Note: I'm a little over my head in attempting the intro here. If drowsiness occurs, just skip it all and hit the link at the bottom. It's an excellent story based on a eerie article in Kiplinger Magazine.
Investing. It's a weighty concept that reeks of sober, chessboard calculating. So very... adult. Or at least that's the impression one gets from the advertisements on TV. Lifestyle branding is never more evident than when pandering to the gambler's self-image. You've seen it on casino ads (if those Jack Binion spots don't fill you with gutsy confidence, perhaps you're better off with baseball cards and barbies, kido) and lotto ads and, of course, there's the Wall Street ads.
Maybe it's a black and white tracking shot of wrinkled and ink-stained fingers sifting through painfully small lines of newsprint. Or perhaps it's a well-know actor who we've grown to trust because of his role as a strict but impassioned public prosecutor on a very popular legally-themed, hour-long TV drama. Or maybe you're a bit of a youngster and more inclined to respond to the new breed of DIY Personal Finance Options (Trademark Pending, you betcha). The slickly edited jobs, where some husky rock-n-roll voiceover promises that no duff-headed, creaky-assed broker or manager will cramp your own personal, inimitable style by telling you where you ought to put your hard-earned dough. Nuh-uh, bubba. You know what's what.
No matter which way you're driving down Wall Street, the fundamental nut is that investing your money is just another way of gambling. No different than playing blackjack in Monte Carlo or craps in Hackensack. And, in turn, the fundamental nut of gambling is, essentially, predicting the future for profit. You're rewarded for correctly predicting what the next card or dice roll will bring as you are for correctly predicting what will become of a company or industry's perceived value over a given period of time.
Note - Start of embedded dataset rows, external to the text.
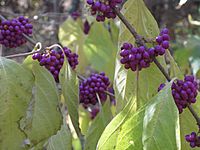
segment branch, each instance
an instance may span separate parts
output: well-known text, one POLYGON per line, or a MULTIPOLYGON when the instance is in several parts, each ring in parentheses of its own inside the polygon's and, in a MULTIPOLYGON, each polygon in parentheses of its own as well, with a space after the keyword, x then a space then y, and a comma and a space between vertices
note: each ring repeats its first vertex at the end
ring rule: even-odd
POLYGON ((124 23, 124 25, 127 27, 127 29, 131 32, 131 34, 134 36, 136 40, 136 44, 143 45, 144 42, 142 41, 141 36, 136 32, 136 30, 131 26, 131 24, 126 20, 124 15, 119 11, 117 8, 113 8, 113 11, 115 14, 120 18, 120 20, 124 23))
POLYGON ((32 54, 38 53, 41 50, 42 50, 42 44, 40 42, 38 42, 38 43, 36 43, 34 49, 31 52, 14 54, 14 55, 8 55, 8 56, 5 56, 5 58, 14 58, 14 57, 28 56, 28 55, 32 55, 32 54))
MULTIPOLYGON (((121 19, 121 21, 124 23, 124 25, 130 31, 130 33, 136 39, 136 44, 145 45, 145 43, 144 43, 145 42, 145 38, 138 38, 140 36, 138 35, 138 33, 136 32, 136 30, 134 29, 134 27, 131 26, 131 24, 128 22, 128 20, 126 20, 126 18, 124 17, 124 15, 117 8, 114 8, 113 11, 121 19)), ((159 70, 162 72, 162 74, 165 76, 165 78, 167 79, 167 81, 170 82, 171 81, 170 75, 165 71, 165 69, 158 62, 158 60, 156 58, 154 58, 153 61, 156 64, 156 66, 159 68, 159 70)), ((198 126, 200 127, 200 118, 198 117, 198 114, 195 112, 195 110, 192 108, 191 105, 188 105, 188 109, 190 110, 190 112, 193 115, 193 117, 195 118, 198 126)))
POLYGON ((159 68, 159 70, 162 72, 162 74, 165 76, 165 78, 167 79, 168 82, 171 81, 171 78, 169 76, 169 74, 165 71, 165 69, 163 68, 163 66, 158 62, 158 60, 156 58, 153 59, 153 62, 156 64, 156 66, 159 68))
POLYGON ((199 118, 198 114, 195 112, 195 110, 192 108, 191 105, 188 105, 188 109, 190 110, 191 114, 195 118, 197 125, 200 127, 200 118, 199 118))
MULTIPOLYGON (((83 77, 83 76, 82 76, 82 75, 80 75, 80 74, 78 74, 77 76, 78 76, 78 78, 79 78, 81 81, 84 81, 84 80, 86 80, 86 78, 85 78, 85 77, 83 77)), ((111 97, 113 97, 113 98, 115 98, 115 95, 114 95, 114 94, 112 94, 112 93, 110 93, 110 92, 108 92, 108 91, 104 91, 104 93, 105 93, 105 94, 107 94, 107 95, 109 95, 109 96, 111 96, 111 97)))
MULTIPOLYGON (((2 16, 1 14, 0 14, 0 19, 1 20, 7 20, 4 16, 2 16)), ((32 38, 30 38, 28 35, 26 35, 26 34, 22 34, 23 35, 23 37, 27 40, 27 41, 29 41, 31 44, 33 44, 33 45, 36 45, 37 44, 37 42, 36 41, 34 41, 32 38)))
MULTIPOLYGON (((131 26, 131 24, 128 22, 128 20, 126 20, 126 18, 124 17, 124 15, 117 8, 114 8, 113 11, 121 19, 121 21, 124 23, 124 25, 127 27, 127 29, 131 32, 131 34, 133 35, 133 37, 136 39, 136 43, 139 44, 139 45, 145 45, 144 41, 146 41, 148 39, 141 38, 141 36, 136 32, 136 30, 134 29, 134 27, 131 26)), ((160 71, 163 73, 163 75, 165 76, 165 78, 167 79, 167 81, 171 81, 170 76, 165 71, 165 69, 162 67, 162 65, 159 63, 159 61, 156 58, 154 58, 153 61, 157 65, 157 67, 160 69, 160 71)))

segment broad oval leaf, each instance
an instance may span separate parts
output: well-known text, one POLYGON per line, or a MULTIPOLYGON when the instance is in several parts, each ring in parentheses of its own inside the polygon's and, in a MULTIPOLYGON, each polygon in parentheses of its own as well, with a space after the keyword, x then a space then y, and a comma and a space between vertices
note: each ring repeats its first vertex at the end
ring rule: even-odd
MULTIPOLYGON (((65 118, 65 117, 64 117, 65 118)), ((46 144, 47 150, 71 150, 72 135, 63 119, 63 125, 56 135, 53 135, 46 144)))
POLYGON ((77 74, 73 71, 65 59, 63 67, 59 74, 62 94, 64 96, 65 104, 71 118, 72 124, 78 136, 81 135, 79 128, 79 81, 77 74))
POLYGON ((115 69, 116 45, 108 29, 103 24, 94 22, 85 40, 84 53, 92 68, 104 71, 110 79, 113 79, 115 69))
MULTIPOLYGON (((177 66, 173 57, 168 53, 168 59, 170 61, 170 72, 172 77, 178 77, 179 79, 183 79, 183 74, 180 68, 177 66)), ((200 115, 200 95, 197 96, 197 102, 192 105, 193 109, 200 115)), ((189 150, 191 149, 190 144, 185 140, 185 135, 190 134, 191 132, 195 131, 198 132, 198 126, 196 124, 196 120, 192 116, 189 109, 184 109, 183 113, 179 115, 180 118, 180 132, 181 132, 181 149, 182 150, 189 150)), ((199 148, 193 148, 197 150, 199 148)))
POLYGON ((0 149, 21 150, 26 139, 20 129, 32 96, 33 75, 20 64, 0 57, 0 149))
MULTIPOLYGON (((128 0, 123 6, 122 13, 140 35, 155 38, 159 34, 157 23, 146 8, 143 0, 128 0)), ((119 46, 123 42, 134 43, 134 41, 133 35, 121 22, 119 46)), ((120 63, 120 48, 118 49, 114 82, 116 97, 118 99, 117 112, 129 100, 135 101, 134 109, 137 110, 156 94, 157 87, 161 82, 165 81, 165 78, 153 63, 149 68, 140 71, 139 74, 127 71, 120 63)), ((162 57, 159 60, 162 65, 165 65, 162 57)))
POLYGON ((115 56, 117 52, 117 28, 113 26, 112 34, 105 24, 94 22, 88 35, 82 31, 81 20, 74 21, 68 18, 59 28, 59 40, 64 46, 76 50, 79 54, 78 72, 85 73, 91 66, 93 69, 104 71, 113 79, 115 56), (113 33, 116 32, 116 33, 113 33))
POLYGON ((31 146, 34 146, 45 142, 60 129, 62 123, 62 115, 58 108, 60 98, 54 78, 47 69, 41 67, 31 57, 25 60, 24 65, 30 65, 28 67, 35 80, 32 100, 26 117, 21 121, 21 127, 27 134, 31 146))
POLYGON ((125 107, 106 127, 98 150, 180 150, 178 110, 171 84, 129 118, 130 107, 125 107))

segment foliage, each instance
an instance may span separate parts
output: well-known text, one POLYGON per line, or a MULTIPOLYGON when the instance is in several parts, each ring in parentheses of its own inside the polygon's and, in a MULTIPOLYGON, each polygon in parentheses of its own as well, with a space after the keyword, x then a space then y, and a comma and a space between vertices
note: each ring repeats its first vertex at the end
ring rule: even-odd
MULTIPOLYGON (((128 0, 120 12, 135 32, 146 39, 154 39, 147 44, 154 46, 159 28, 145 3, 128 0)), ((106 15, 109 18, 109 14, 106 15)), ((200 76, 199 38, 190 37, 173 55, 168 50, 164 56, 157 57, 163 70, 173 78, 158 92, 157 88, 166 79, 156 63, 152 62, 140 72, 126 70, 120 63, 121 45, 138 42, 123 20, 119 26, 114 20, 103 23, 90 20, 87 34, 83 29, 85 21, 69 17, 59 27, 62 46, 79 55, 76 70, 63 56, 59 82, 31 56, 22 64, 0 57, 0 149, 190 149, 185 135, 198 130, 198 121, 189 110, 178 114, 171 86, 176 78, 183 79, 185 73, 200 76), (80 74, 89 76, 102 71, 110 78, 114 92, 104 91, 108 94, 105 102, 96 94, 98 103, 95 106, 99 107, 99 112, 93 119, 90 117, 92 106, 84 108, 79 102, 79 84, 87 81, 80 74)), ((197 102, 192 105, 197 115, 200 115, 199 100, 198 95, 197 102)))

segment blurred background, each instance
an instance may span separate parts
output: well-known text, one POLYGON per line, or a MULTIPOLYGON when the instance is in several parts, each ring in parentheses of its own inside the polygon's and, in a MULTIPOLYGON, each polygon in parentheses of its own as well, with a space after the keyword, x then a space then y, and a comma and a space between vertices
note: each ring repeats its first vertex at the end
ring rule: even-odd
MULTIPOLYGON (((170 29, 171 53, 184 73, 200 78, 200 0, 145 0, 160 28, 170 29)), ((84 0, 0 0, 0 14, 6 18, 29 17, 34 25, 33 38, 43 45, 59 43, 59 27, 71 15, 88 19, 84 0)), ((17 49, 2 47, 2 55, 31 51, 26 44, 17 49)), ((17 58, 18 59, 18 58, 17 58)), ((18 59, 20 61, 20 58, 18 59)))

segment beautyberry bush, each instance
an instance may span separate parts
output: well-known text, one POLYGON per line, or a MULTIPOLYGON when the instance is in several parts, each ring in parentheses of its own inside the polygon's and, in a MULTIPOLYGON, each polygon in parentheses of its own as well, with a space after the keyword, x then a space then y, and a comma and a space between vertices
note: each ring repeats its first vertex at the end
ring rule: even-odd
POLYGON ((63 51, 59 49, 58 51, 53 49, 46 49, 44 53, 35 53, 32 58, 34 60, 38 60, 41 66, 44 66, 48 69, 56 82, 59 82, 59 73, 60 69, 64 63, 64 57, 67 57, 67 60, 72 67, 75 69, 78 65, 78 55, 76 53, 71 52, 71 50, 67 47, 63 47, 63 51))
POLYGON ((3 50, 33 45, 0 57, 0 149, 200 147, 198 73, 178 67, 171 31, 143 0, 84 4, 91 16, 71 13, 47 47, 31 19, 0 16, 3 50))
It's obviously a hair more complicated that that (they give doctorates to those who can explain the process with any degree of clarity), but the reference is sound enough, right?
So it must stand to reason that if someone's got some serious clout in the direction of industries with far-reaching implications, that they would have a better vantage point than you, the average market player, from which to see the future. And being the wise investor you are, it would certainly be a wise move to mirror the personal investment strategies of someone in such a position. Someone like... United States Veep and ranking Supercreep, Dick Cheney. The guy's got a bunch of friends in very high places, after all.
With that winning (if ill-explained) strategy in mind, buzz over to Counterpunch for Mike Whitney's startling coverage of what investor/citizen Dick Cheney sees on the horizon. Read, The Veep's Curious Investment Portfolio: Is Cheney Betting On Economic Collapse?
From the article:
Cheney has dumped another (estimated) $10 to $25 million in a European bond fund which tells us that he is counting on a steadily weakening dollar. So, while working class Americans are loosing ground to inflation and rising energy costs, Darth Cheney will be enhancing his wealth in "Old Europe". As Blackburn sagely notes, "Not all bad news' is bad for everybody."